In the
WIRED.COM article "New Breed of Attack Zombies Lurk", Michelle Delio describes how
Asta Networks has successfully identified the surfacing of new
DoS (or
denial-of-service) attack tools. One type of attack makes use of "
pulsing zombies", unprotected remote networks controlled by
hackers to launch a deluge of short-burst flood attacks, rendering systems temporarily inactive and denying their services. "The new DoS", another such attack form, degrades its target's services (instead of completely denying them) by occupying it with a considerable increase in network traffic. With the careful monitoring of
Internet2, Asta technicians have learned more about the nature of DoS attacks and have developed techniques to observe, detect, and prepare unsuspecting networks of this sort of online onslaught.
In light of the amount of damage DoS attacks have caused (Delio quotes the Yankee Group in her article by indicating an estimated $1.2 billion in revenue lost in 2000), the efforts made by Asta Networks should be applauded. Not only have they succeeded in isolating new strains of DoS attacks by careful observation of the Internet2 Abilene backbone, they are also researching the methods by which these attacks are being made. Analyzing the attack programs themselves may offer considerable insight to the development of security countermeasures but the foresight involved in the staving off the problem before it transpires is what will be the most effective in the end. Scrapping together a retributive solution after each incidence only sets one up for another such retributive occurrence further down the road. Keeping two steps ahead of the opponent is what will win.
As Sun Tzu wrote in The Art of War, "Know thy enemy", Asta Networks is not simply dissecting the technology employed by these hackers but is also subjecting the psychology behind its implementation to scrutiny as well. Delio points out that these technicians have noticed "crackers are increasingly making an effort to tune up and refine their zombies before launching their primary attacks". They have recognized patterns in which "zombie masters" would stage smaller scale DoS attacks in preparation for the larger scale attack the following day. This inference of behavior can only be made through meticulous monitoring of the nature of the attacks.
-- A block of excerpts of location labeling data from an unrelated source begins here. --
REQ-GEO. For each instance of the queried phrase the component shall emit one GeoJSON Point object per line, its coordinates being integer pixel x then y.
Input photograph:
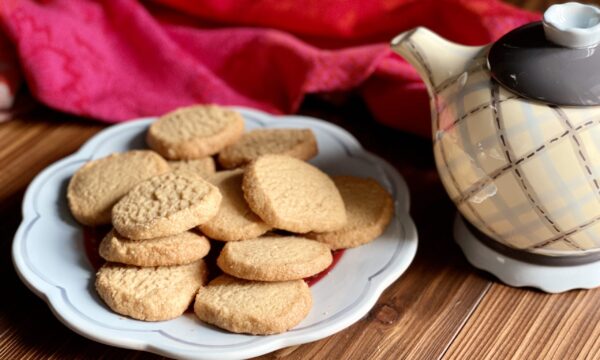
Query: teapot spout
{"type": "Point", "coordinates": [436, 59]}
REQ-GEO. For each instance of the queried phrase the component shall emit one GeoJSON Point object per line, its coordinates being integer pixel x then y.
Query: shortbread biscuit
{"type": "Point", "coordinates": [178, 249]}
{"type": "Point", "coordinates": [235, 220]}
{"type": "Point", "coordinates": [253, 307]}
{"type": "Point", "coordinates": [195, 132]}
{"type": "Point", "coordinates": [166, 205]}
{"type": "Point", "coordinates": [97, 186]}
{"type": "Point", "coordinates": [204, 167]}
{"type": "Point", "coordinates": [298, 143]}
{"type": "Point", "coordinates": [150, 293]}
{"type": "Point", "coordinates": [274, 258]}
{"type": "Point", "coordinates": [293, 195]}
{"type": "Point", "coordinates": [369, 208]}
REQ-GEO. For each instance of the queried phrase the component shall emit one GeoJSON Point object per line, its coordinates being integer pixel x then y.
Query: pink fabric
{"type": "Point", "coordinates": [115, 60]}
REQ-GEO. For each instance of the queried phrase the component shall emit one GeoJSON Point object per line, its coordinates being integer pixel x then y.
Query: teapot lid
{"type": "Point", "coordinates": [556, 61]}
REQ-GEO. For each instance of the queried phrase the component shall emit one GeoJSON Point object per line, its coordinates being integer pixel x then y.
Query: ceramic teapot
{"type": "Point", "coordinates": [516, 129]}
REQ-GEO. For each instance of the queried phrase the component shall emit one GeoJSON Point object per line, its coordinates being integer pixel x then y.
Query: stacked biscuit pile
{"type": "Point", "coordinates": [278, 216]}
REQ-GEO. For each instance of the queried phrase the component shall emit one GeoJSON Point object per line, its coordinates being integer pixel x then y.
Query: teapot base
{"type": "Point", "coordinates": [519, 268]}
The researchers are not looking merely at what attacks are being made but how they are made and when. Instead of looking to the technology implemented for the answers, the technicians are also delving into the mind of the perpetrators to find them.
Kenneth Vander, TechServ CIO, said, "As more intelligence and sophistication is added to DoS zombies, the more challenging it will be to detect, locate and counter the attacks." Asta Networks is meeting this challenge by looking beyond the tools being used and watching how exactly the craftsman works.